Pero no basta con sentirnos al reparo de la muerte definitiva; habrá que dar testimonio al mundo de nuestra esperanza. Lo sabemos muy bien; hoy, en nuestro corazón lo mismo que en nuestra sociedad, se amenaza a diario la vida que Dios nos dio y se mata la esperanza en una mejor vida. Quienes creemos, como Jesús, en que Dios es un Dios que vive para vivificar, sabemos que, en esta vida y tras la muerte, está nuestro Dios; si es verdad que en vida caminamos hacia nuestra muerte, no es menos seguro que, viviendo y muriendo un día, caminamos hacia el Dios de los vivos; a quienes creemos en la resurrección de los muertos nadie ni nada nos quita la vida, la entregaremos un día porque Dios piensa en devolvérnosla nueva, sin límites ni muertes. Si tal es nuestra fe, ¿por qué no es así nuestra práctica?

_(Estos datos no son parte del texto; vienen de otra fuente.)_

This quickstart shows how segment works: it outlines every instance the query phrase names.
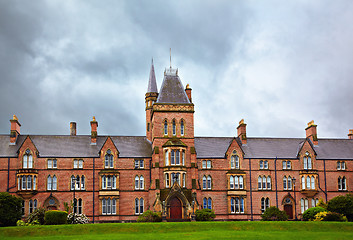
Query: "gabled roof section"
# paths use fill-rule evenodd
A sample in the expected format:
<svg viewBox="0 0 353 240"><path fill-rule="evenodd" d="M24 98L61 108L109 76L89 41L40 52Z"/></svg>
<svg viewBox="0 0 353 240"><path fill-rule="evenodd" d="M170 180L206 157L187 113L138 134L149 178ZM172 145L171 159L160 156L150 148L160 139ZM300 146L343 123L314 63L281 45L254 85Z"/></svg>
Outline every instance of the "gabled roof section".
<svg viewBox="0 0 353 240"><path fill-rule="evenodd" d="M195 137L197 158L224 158L233 137Z"/></svg>
<svg viewBox="0 0 353 240"><path fill-rule="evenodd" d="M178 76L178 70L171 68L165 71L157 103L190 103Z"/></svg>
<svg viewBox="0 0 353 240"><path fill-rule="evenodd" d="M10 135L0 135L0 157L17 157L17 151L25 139L25 135L19 135L17 144L10 145Z"/></svg>
<svg viewBox="0 0 353 240"><path fill-rule="evenodd" d="M163 145L163 147L187 147L187 146L179 138L171 138Z"/></svg>
<svg viewBox="0 0 353 240"><path fill-rule="evenodd" d="M149 81L148 81L147 92L148 93L158 93L157 82L156 82L156 74L154 73L153 58L152 58L150 78L149 78Z"/></svg>
<svg viewBox="0 0 353 240"><path fill-rule="evenodd" d="M316 159L353 159L352 139L319 139Z"/></svg>
<svg viewBox="0 0 353 240"><path fill-rule="evenodd" d="M111 137L121 157L150 158L152 156L152 144L146 137Z"/></svg>
<svg viewBox="0 0 353 240"><path fill-rule="evenodd" d="M298 147L298 151L297 151L297 157L299 158L299 153L302 151L305 143L308 142L308 144L310 145L311 149L314 151L315 155L317 155L317 152L315 151L315 148L314 148L314 144L313 142L311 141L310 138L306 138L305 141L301 142L299 144L299 147Z"/></svg>

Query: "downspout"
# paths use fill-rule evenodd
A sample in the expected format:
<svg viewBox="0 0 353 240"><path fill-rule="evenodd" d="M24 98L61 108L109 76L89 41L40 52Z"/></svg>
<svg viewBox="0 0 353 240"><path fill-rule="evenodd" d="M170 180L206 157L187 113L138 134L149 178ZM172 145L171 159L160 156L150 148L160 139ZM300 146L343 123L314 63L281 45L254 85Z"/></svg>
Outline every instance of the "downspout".
<svg viewBox="0 0 353 240"><path fill-rule="evenodd" d="M278 208L278 191L277 191L277 156L275 159L275 185L276 185L276 207Z"/></svg>
<svg viewBox="0 0 353 240"><path fill-rule="evenodd" d="M152 186L152 159L150 160L150 188Z"/></svg>
<svg viewBox="0 0 353 240"><path fill-rule="evenodd" d="M7 158L7 189L6 192L10 191L10 158Z"/></svg>
<svg viewBox="0 0 353 240"><path fill-rule="evenodd" d="M253 221L253 211L252 211L252 187L251 187L251 159L249 158L249 177L250 177L250 220Z"/></svg>
<svg viewBox="0 0 353 240"><path fill-rule="evenodd" d="M93 220L92 220L92 222L94 223L94 194L95 194L95 188L94 188L94 184L95 184L95 160L96 160L96 158L93 158Z"/></svg>
<svg viewBox="0 0 353 240"><path fill-rule="evenodd" d="M326 161L324 159L324 179L325 179L325 197L326 197L326 203L327 203L327 182L326 182Z"/></svg>

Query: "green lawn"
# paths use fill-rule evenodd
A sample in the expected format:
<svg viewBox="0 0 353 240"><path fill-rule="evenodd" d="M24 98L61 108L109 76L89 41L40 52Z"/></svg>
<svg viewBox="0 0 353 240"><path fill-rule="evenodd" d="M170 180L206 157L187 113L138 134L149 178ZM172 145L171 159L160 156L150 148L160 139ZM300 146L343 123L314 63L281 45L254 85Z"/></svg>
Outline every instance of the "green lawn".
<svg viewBox="0 0 353 240"><path fill-rule="evenodd" d="M0 239L353 239L353 223L105 223L0 228Z"/></svg>

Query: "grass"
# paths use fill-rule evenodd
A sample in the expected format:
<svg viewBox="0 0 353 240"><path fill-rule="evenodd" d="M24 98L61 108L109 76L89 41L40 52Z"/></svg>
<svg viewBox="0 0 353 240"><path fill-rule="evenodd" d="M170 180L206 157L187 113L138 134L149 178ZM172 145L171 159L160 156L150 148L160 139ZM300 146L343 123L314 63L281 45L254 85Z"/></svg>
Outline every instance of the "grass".
<svg viewBox="0 0 353 240"><path fill-rule="evenodd" d="M0 239L353 239L353 223L105 223L0 228Z"/></svg>

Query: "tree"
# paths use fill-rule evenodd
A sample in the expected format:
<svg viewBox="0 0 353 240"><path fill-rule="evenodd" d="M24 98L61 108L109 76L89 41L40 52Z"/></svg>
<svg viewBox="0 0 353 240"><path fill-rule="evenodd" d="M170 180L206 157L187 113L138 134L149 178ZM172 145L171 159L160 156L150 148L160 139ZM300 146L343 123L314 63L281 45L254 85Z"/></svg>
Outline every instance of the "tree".
<svg viewBox="0 0 353 240"><path fill-rule="evenodd" d="M196 210L195 212L196 221L213 221L215 217L214 211L208 208Z"/></svg>
<svg viewBox="0 0 353 240"><path fill-rule="evenodd" d="M277 207L272 206L265 210L265 212L261 215L262 221L286 221L288 219L288 215L279 210Z"/></svg>
<svg viewBox="0 0 353 240"><path fill-rule="evenodd" d="M349 193L345 196L337 196L327 203L327 210L343 214L348 221L353 221L353 194Z"/></svg>
<svg viewBox="0 0 353 240"><path fill-rule="evenodd" d="M7 192L0 193L0 226L16 226L22 216L22 199Z"/></svg>

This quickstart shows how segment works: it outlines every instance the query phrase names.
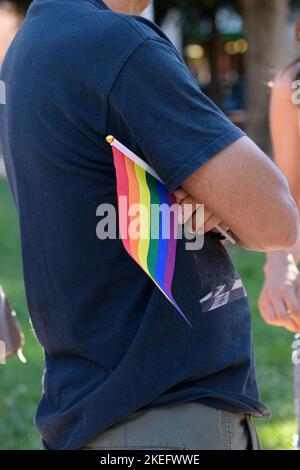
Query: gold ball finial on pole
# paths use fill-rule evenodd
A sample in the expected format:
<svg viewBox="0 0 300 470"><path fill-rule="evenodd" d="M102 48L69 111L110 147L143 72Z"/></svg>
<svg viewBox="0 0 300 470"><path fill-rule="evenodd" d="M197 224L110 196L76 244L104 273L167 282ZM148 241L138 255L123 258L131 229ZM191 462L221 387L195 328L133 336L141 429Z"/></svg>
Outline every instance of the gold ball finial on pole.
<svg viewBox="0 0 300 470"><path fill-rule="evenodd" d="M114 140L115 140L115 138L114 138L113 135L108 135L108 136L106 137L106 142L107 142L108 144L110 144L110 145L112 145L112 144L114 143Z"/></svg>

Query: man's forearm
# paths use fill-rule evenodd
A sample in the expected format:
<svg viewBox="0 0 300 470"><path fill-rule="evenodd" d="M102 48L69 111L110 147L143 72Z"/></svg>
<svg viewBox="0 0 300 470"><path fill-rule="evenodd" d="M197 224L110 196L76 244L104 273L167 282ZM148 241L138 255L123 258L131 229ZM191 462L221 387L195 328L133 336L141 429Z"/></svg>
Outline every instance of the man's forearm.
<svg viewBox="0 0 300 470"><path fill-rule="evenodd" d="M287 181L247 137L202 165L182 187L245 248L278 251L297 240L299 214Z"/></svg>

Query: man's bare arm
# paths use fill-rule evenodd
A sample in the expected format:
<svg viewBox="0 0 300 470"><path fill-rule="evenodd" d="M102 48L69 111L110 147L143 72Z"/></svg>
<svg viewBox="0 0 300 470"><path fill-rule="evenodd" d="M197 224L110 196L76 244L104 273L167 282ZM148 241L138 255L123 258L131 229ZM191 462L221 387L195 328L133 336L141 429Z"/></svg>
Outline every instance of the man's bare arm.
<svg viewBox="0 0 300 470"><path fill-rule="evenodd" d="M281 250L297 240L299 214L287 181L248 137L216 155L182 187L230 227L245 248Z"/></svg>

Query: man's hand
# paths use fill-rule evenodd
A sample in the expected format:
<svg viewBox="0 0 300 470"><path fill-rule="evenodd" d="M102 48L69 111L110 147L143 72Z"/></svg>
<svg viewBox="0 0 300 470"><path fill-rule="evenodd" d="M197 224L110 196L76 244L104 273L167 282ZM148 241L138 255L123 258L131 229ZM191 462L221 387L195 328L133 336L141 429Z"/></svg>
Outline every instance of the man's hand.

Tan ocupados andamos en prolongar una vida que no nos va a durar mucho, tanto como quisiéramos, que no tenemos tiempo para dejar que Dios se ocupe en prepararnos la otra, la definitiva. El Dios en quien creemos, Aquel de quien no podemos desesperar, es un Dios que vive para dar vida. Si es verdad que cada día nos acercamos más a nuestra muerte, no lo es menos que cada día estamos más cerca del Dios de los vivos. Y el nuestro, el de Jesús, es un Dios que ya nos la ha prometido y está trabajando ya por dárnosla. Vive para que vivamos con El. Dios es el único Padre que puede, y quiere, dar vida a sus hijos, que no se permite que mueran para siempre. Quienes, como Jesús, creemos en la resurrección de los muertos, nada ni nadie puede arrebatarnos la vida; la entregaremos un día porque sabemos que Dios está comprometido en devolvérnosla, totalmente nueva, sin límites ni dependencias. El nuestro es un Dios que nos ama tanto que no puede pasarse una eternidad sin nosotros. Le pertenecemos tan íntimamente que no se permite perdernos. Nos quiere a su lado, como ángeles que seremos, como hijos que ya somos. Nos quiere tanto que nos salva de la muerte para poder seguir amándonos. Si tal es nuestra fe, ¿por qué no es igual nuestra práctica?